Davalı vekili, davacının hizmet kusuruna dayanan tazminat talebi yönünden davada idari yargının görevli olduğunu, kazada davalı idarenin kusuru bulunmadığını, yapımı devam eden ve her türlü işaretlemenin yapıldığı yerde, davacının hızı nedeniyle kazanın meydana geldiğini ve tazminat talep hakkı bulunmadığını belirterek davanın reddini savunmuştur.
Mahkemece, iddia, savunma, yapılan yargılama ve toplanan delillere göre; davacının maddi tazminat isteminin kabulü ile 27.000,00 TL"nin olay tarihinden işleyecek yasal faiziyle birlikte davalıdan tahsiline; davacının manevi tazminat isteminin kısmen kabulü ile 2.000,00 TL"nin olay tarihinden işleyecek yasal faiziyle birlikte davalıdan tahsiline karar verilmiş; hüküm, davalı vekili tarafından temyiz edilmiştir.
1-Dava, trafik kazası sonucu oluşan araç hasar bedeli ile uğranıldığı iddia olunan cismani zarar nedeniyle manevi tazminat istemine ilişkindir.
Yargı yolu kavramı, bir hukuk sisteminde herhangi bir davanın o hukuk sistemine dahil yargı kollarından hangisinde bakılacağını ifade eder.
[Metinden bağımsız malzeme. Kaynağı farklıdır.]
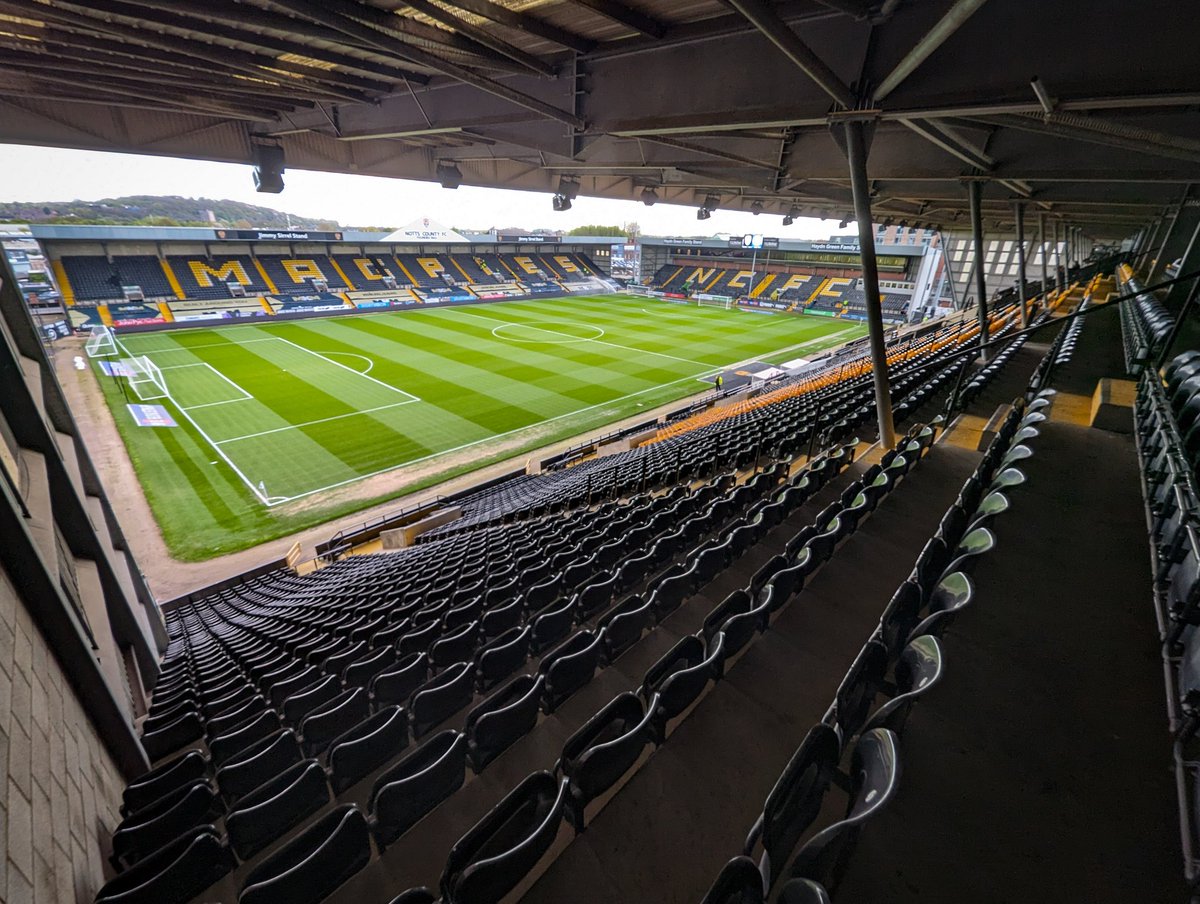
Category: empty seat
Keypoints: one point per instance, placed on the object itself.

Uyuşmazlığa hangi yargı kolunda bakılacağı hususu, davanın genel koşullarından olup mahkemece re"sen dikkate alınması gereklidir. Kamu hizmeti görmekle yükümlü olan ..., kamu hizmeti sırasında verdiği zararlardan dolayı özel hukuk hükümlerine tabi değildir. Hizmet kusurundan dolayı açılan davaların İdari Yargılama Usulü Hakkındaki Kanun"un 2. maddesi uyarınca tam yargı davası olarak ikame edilmesi gerekmektedir. Görev kuralları, kamu düzenine ilişkin olup mahkemece kendiliğinden dikkate alınması zorunludur. Esasen 2918 Sayılı KTK"nun hukuki sorumluluğa ilişkin 85. ve devamı maddelerinde araç işletenin sorumluluğu düzenlenmiş olup idarenin hizmet kusurundan kaynaklanan sorumluluğu bu yasa kapsamı dışında tutulmuştur.
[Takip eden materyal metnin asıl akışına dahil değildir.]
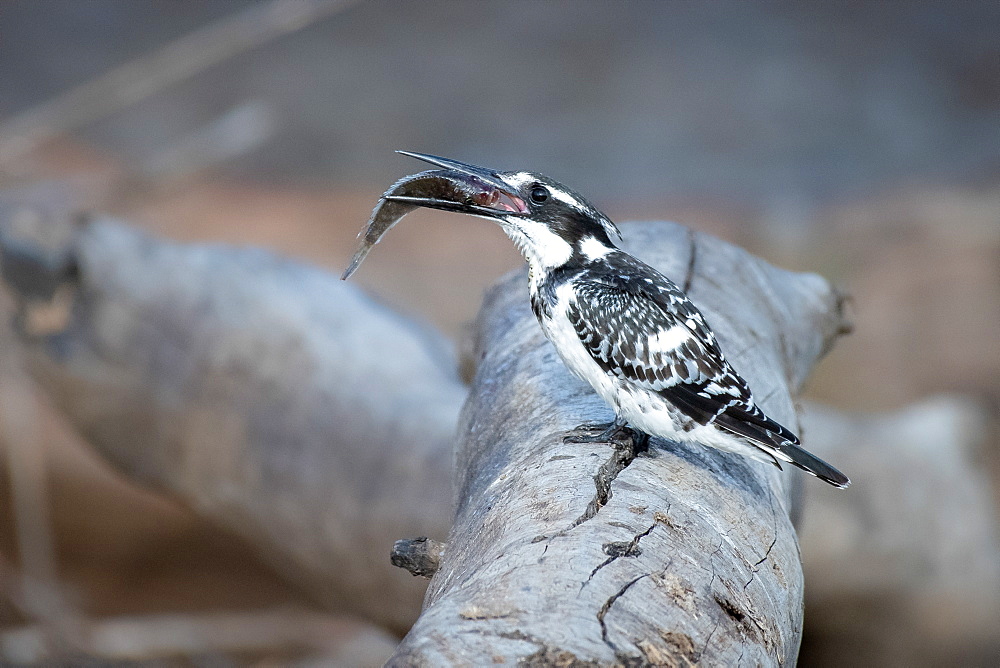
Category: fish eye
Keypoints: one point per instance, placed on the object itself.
(539, 193)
Somut olayda; davacı vekili, davalı ..."ne karşı hizmet kusuruna dayanarak işbu davayı açmıştır.
Bu durumda mahkemece, davanın HMK 114/1-b maddesi gereğince yargı yolu caiz olmadığından HMK 115/2.maddesi gereğince dava şartı yokluğundan usulden reddine karar verilmesi gerekirken yazılı olduğu gibi karar verilmesi doğru görülmemiştir.
2-Bozma ilamının kapsam ve şekline göre, davalı vekilinin diğer temyiz itirazlarının incelenmesine şimdilik gerek görülmemiştir.
SONUÇ: Yukarıda (1) nolu bentte açıklanan nedenlerle, davalı vekilinin temyiz itirazlarının kabulü ile hükmün BOZULMASINA; (2) nolu bentte açıklanan nedenlerle, davalı vekilinin diğer temyiz itirazlarının incelenmesine şimdilik yer olmadığına, peşin alınan harcın istek halinde temyiz eden davalıya geri verilmesine 05/06/2017 gününde oybirliğiyle karar verildi.